UK economy loses momentum as Brexit worries mount


On Tuesday, surveys showed that the economy of Britain is dropping further behind a fast recovering euro zone as businesses are becoming concerned about Brexit and the consumers feel the pressure of rising inflation and the weak pound.

According to the IHS Markit/CIPS services Purchasing Managers’ Index, while several manufacturers are benefiting from the increasing demand in Europe and beyond, the bigger services sector in the United Kingdom grew at its weakest pace in almost a year last August.

The fifth biggest economy of the world originally endured the shock of the Brexit vote in June 2016. But growth began to decelerate sharply in 2017 as there was a rise in inflation on the falling value of the pound, which affected households. IHS announced that the economy now looks on track to increase by 0.3% quarter on quarter in the period of July to September.

IHS Markit noted that this is a similarly slow rate as in the past three months, and momentum is slowly being lost.

Meanwhile, the growth in the euro zone is expected to at 0.6%, the same as that in the second quarter, revealed a similar survey that was also published on Thursday.

The weak outlook for Britain’s growth implies that the Bank of England, whose policymakers convene next week, is expected to maintain interest rates at a record low despite the rising inflation.

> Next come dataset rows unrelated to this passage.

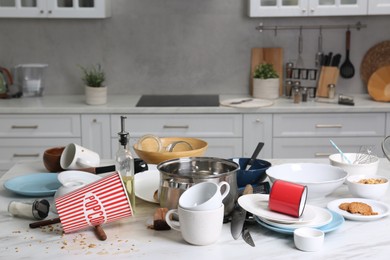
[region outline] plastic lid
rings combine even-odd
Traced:
[[[45,200],[35,200],[32,206],[32,214],[36,219],[44,219],[49,215],[50,203]]]

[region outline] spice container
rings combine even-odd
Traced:
[[[294,67],[294,63],[292,62],[286,63],[286,78],[288,79],[292,78],[293,67]]]
[[[292,95],[294,97],[295,104],[298,104],[301,102],[301,90],[299,89],[299,87],[294,86]]]
[[[45,199],[34,201],[11,201],[8,212],[14,217],[44,219],[49,215],[50,203]]]
[[[328,85],[328,98],[335,98],[336,96],[336,85],[335,84],[329,84]]]
[[[307,96],[308,96],[307,87],[304,87],[302,89],[302,102],[307,102]]]
[[[293,82],[291,80],[286,80],[286,97],[291,97],[291,89]]]

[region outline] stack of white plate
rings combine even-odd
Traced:
[[[339,213],[308,204],[300,218],[274,212],[268,209],[268,200],[269,195],[266,194],[249,194],[241,196],[238,203],[252,213],[260,225],[284,234],[293,234],[295,229],[301,227],[318,228],[326,233],[344,223]]]

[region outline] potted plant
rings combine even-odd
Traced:
[[[107,103],[107,86],[104,85],[106,76],[100,64],[85,68],[80,66],[85,84],[85,102],[89,105]]]
[[[272,64],[263,63],[253,72],[253,97],[276,99],[279,97],[279,75]]]

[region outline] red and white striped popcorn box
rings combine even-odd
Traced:
[[[126,188],[117,172],[57,198],[55,204],[65,233],[133,215]]]

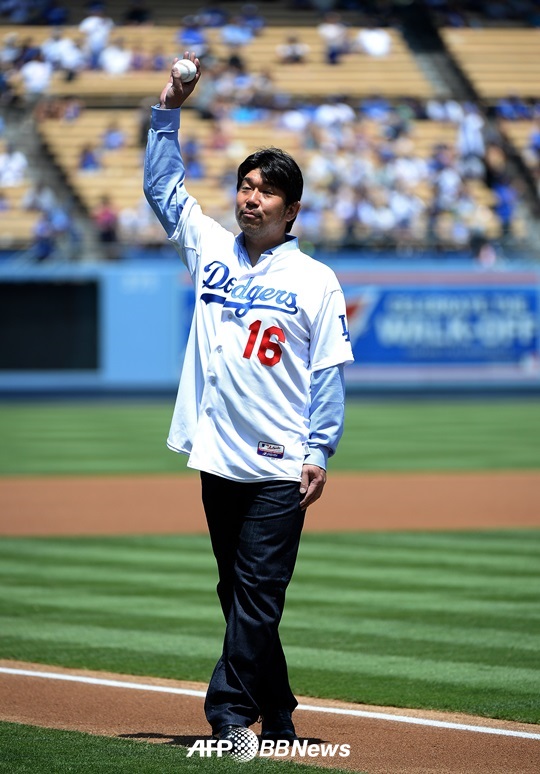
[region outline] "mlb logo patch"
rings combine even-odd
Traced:
[[[281,460],[285,454],[285,447],[280,446],[278,443],[259,441],[259,445],[257,446],[257,454],[260,454],[261,457],[274,457],[277,460]]]

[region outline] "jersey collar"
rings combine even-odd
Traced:
[[[246,243],[244,240],[244,234],[240,232],[235,237],[236,242],[236,253],[238,255],[238,258],[240,259],[240,262],[243,264],[246,264],[250,269],[253,268],[251,266],[251,261],[249,259],[248,252],[246,250]],[[257,261],[257,266],[260,266],[260,264],[263,261],[268,260],[269,258],[276,256],[276,255],[283,255],[284,253],[292,252],[293,250],[298,250],[298,238],[295,236],[292,236],[291,234],[285,234],[285,241],[282,242],[280,245],[276,245],[276,247],[273,247],[271,250],[268,250],[266,253],[263,253],[259,260]]]

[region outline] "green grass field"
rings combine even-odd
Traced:
[[[0,475],[166,473],[171,403],[0,404]],[[331,470],[540,467],[540,401],[349,401]]]
[[[300,694],[540,721],[534,531],[309,534],[282,623]],[[209,679],[208,538],[5,538],[0,656]]]
[[[0,751],[2,774],[238,774],[238,767],[247,765],[227,758],[186,758],[186,749],[177,745],[110,739],[13,723],[0,723]],[[258,758],[249,762],[247,770],[250,774],[262,771],[265,774],[320,774],[321,771],[320,767],[291,761]],[[325,771],[346,774],[342,769]]]
[[[165,448],[170,414],[152,403],[0,405],[0,475],[182,472],[184,457]],[[331,470],[539,466],[535,401],[351,401]],[[0,657],[206,681],[223,634],[215,582],[206,535],[3,538]],[[306,533],[282,623],[292,684],[539,723],[539,598],[540,531]],[[0,724],[0,749],[6,774],[238,765],[13,724]]]

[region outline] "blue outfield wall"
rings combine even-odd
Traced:
[[[531,264],[325,262],[347,300],[352,391],[540,388],[540,271]],[[0,290],[0,393],[176,389],[193,308],[178,259],[5,262]]]

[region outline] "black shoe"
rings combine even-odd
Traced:
[[[263,715],[261,739],[271,739],[273,742],[295,742],[298,737],[294,729],[289,710],[273,710]]]
[[[232,742],[237,728],[244,728],[244,726],[233,724],[222,726],[219,731],[216,731],[216,733],[212,734],[212,736],[214,739],[226,739],[229,742]]]

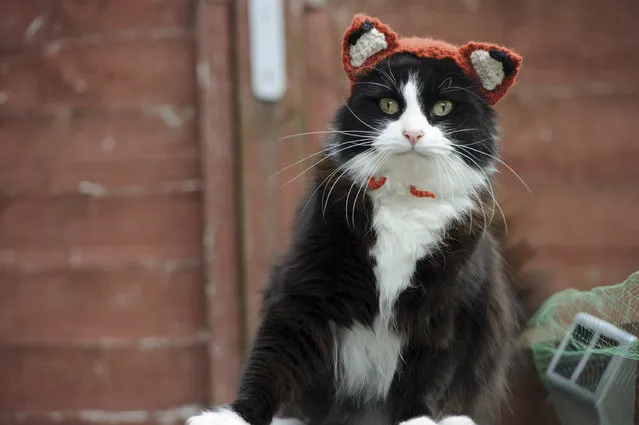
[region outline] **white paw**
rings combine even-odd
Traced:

On Tuesday, separate figures published revealed that car sales declined for the fifth month in a row. More were spent by buyers in supermarkets and on the high street, but retailers said that was partly because of the increased cost of food.

Some economists perceived the data from Tuesday’s as a precursor of more gloom.

“Where would growth come from at this stage in Britain? There is erosion of real income because of the inflation numbers and the uncertainty means investment will not play a role until you get some clarity on what is going on (about Brexit),” stated group chief economist at UniCredit, Erik Nielsen.

But others predicted a small increase because official data have seemed a little stronger than the PMI surveys.

“We continue to think that growth will come in a bit stronger in the second half of this year,” Paul Hollingsworth, at Capital Economics, said. “Nonetheless, we still think that the Monetary Policy Committee will hold off until around the middle of next year, before raising interest rates.”

After the PMI was published, there was a decrease in the Sterling. But on Tuesday, the Sterling recovered its losses.